Do not be fooled that whimsy has replaced a heart here! After all, how could he honour his premise if this was not present also. Love resounds on this album, stronger and more confident than ever. His angels provide soprano lines, guiding and protecting our singer born with the golden voice throughout. In First We Take Manhattan, confessing their love, both real and synthetic. Romantic poetry is evoked in a pastiche of Christina Rossetti's Remember Me.

Jennifer Warnes incomparable talent is brought up through the song to a necessary duet with Cohen's last verse in Take This Waltz. With them both singing, "I'll kneel to the flood of your beauty, my cheap violin and my cross" I am forever changed in the romance of this record. The strings both running free as young love with counter lines, and also as resilient as older lovers, with their staccato holding the three-time like life itself.

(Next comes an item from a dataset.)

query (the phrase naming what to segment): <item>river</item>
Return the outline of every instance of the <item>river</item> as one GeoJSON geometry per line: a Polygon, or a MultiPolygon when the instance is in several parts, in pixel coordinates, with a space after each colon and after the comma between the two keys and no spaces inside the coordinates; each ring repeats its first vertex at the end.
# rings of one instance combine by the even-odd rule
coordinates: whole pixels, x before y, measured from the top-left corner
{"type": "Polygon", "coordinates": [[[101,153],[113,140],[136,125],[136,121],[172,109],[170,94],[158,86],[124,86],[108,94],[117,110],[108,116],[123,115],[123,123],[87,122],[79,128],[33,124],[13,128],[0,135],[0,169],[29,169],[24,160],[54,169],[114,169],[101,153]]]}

And a deeper love is brought along with this song: Cohen constructing it from one of his hero's (Federico Garcia Lorca) words, which he translated into English and married with original music. This is my favourite song on the record. Seconded by force of First We Take Manhattan. Hearing this song, I imagine the Jewish people never losing again.

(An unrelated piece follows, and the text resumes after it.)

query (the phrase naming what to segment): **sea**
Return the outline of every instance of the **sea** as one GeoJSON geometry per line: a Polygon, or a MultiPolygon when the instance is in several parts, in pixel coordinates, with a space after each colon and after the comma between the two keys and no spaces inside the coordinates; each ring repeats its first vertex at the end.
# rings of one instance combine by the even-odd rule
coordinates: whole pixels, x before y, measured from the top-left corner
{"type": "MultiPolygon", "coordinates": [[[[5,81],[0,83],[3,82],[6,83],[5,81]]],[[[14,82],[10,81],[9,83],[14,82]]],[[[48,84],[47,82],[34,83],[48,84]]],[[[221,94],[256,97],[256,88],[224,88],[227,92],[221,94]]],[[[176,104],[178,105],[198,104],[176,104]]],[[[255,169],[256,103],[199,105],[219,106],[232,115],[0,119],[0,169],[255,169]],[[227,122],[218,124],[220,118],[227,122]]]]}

His historical appreciation is furthered by the song Jazz Police a disguised compliment to the freedom brought with jazz music. Set in an apocolyptic scene, referencing biblical lineage, here, I believe Cohen plays the part of a naive civilian trying to understand the overwhelming beast of this new sound.

This song for some reason makes me think of an Outer Limits episode which depicts two humans in a cell, both being treated daily by a captor. They realise that they are being changed into scalic creatures through this drug. The conclusion of this show is the reveal that one of the bodies was being transformed back to its original state, where as our victim is being converted for the first time. This song to me makes me think of discovery re-writing history. How what seems new, actually may have always been here. Without more omnipotence of course there will always be the debate of progress or regression. Is Cohen in trouble with the Jazz Police? Obviously not. Check that piano solo! One of my favourites.

Finally, in another choice epilogue, Tower Of Song celebrates the craft itself. Cohen orchestrates it minimally, allowing the angles of the edifice to show their glory above musicianship. Routed in a blues-progression and referencing Hank Williams, it is a great homage to the progression of modern song, particularly using a crude keyboard pattern of the decade. The line "They don't let a woman kill you, not in the Tower Of Song" makes fun of the relentless subject carried through blues and country music. The joke is sweet because it has obviously been a great comfort to Cohen's emotions throughout his listening life. Cohen plays an awkward blues-scale solo in the middle of this song, which receives the most glorious applause within his live concerts (like that of a quick nip at the harmonica at a Dylan concert). By including such a naive solo, Cohen is celebrating the standard of the musicians he has had the fortune to play with. By including the solo, he is showing that he is thankful for their gifts. By writing such a song, to include such a solo, he is showing what he can offer the society. By the audience applauding this moment so loudly live, they are thanking both Cohen and his band for both of these things.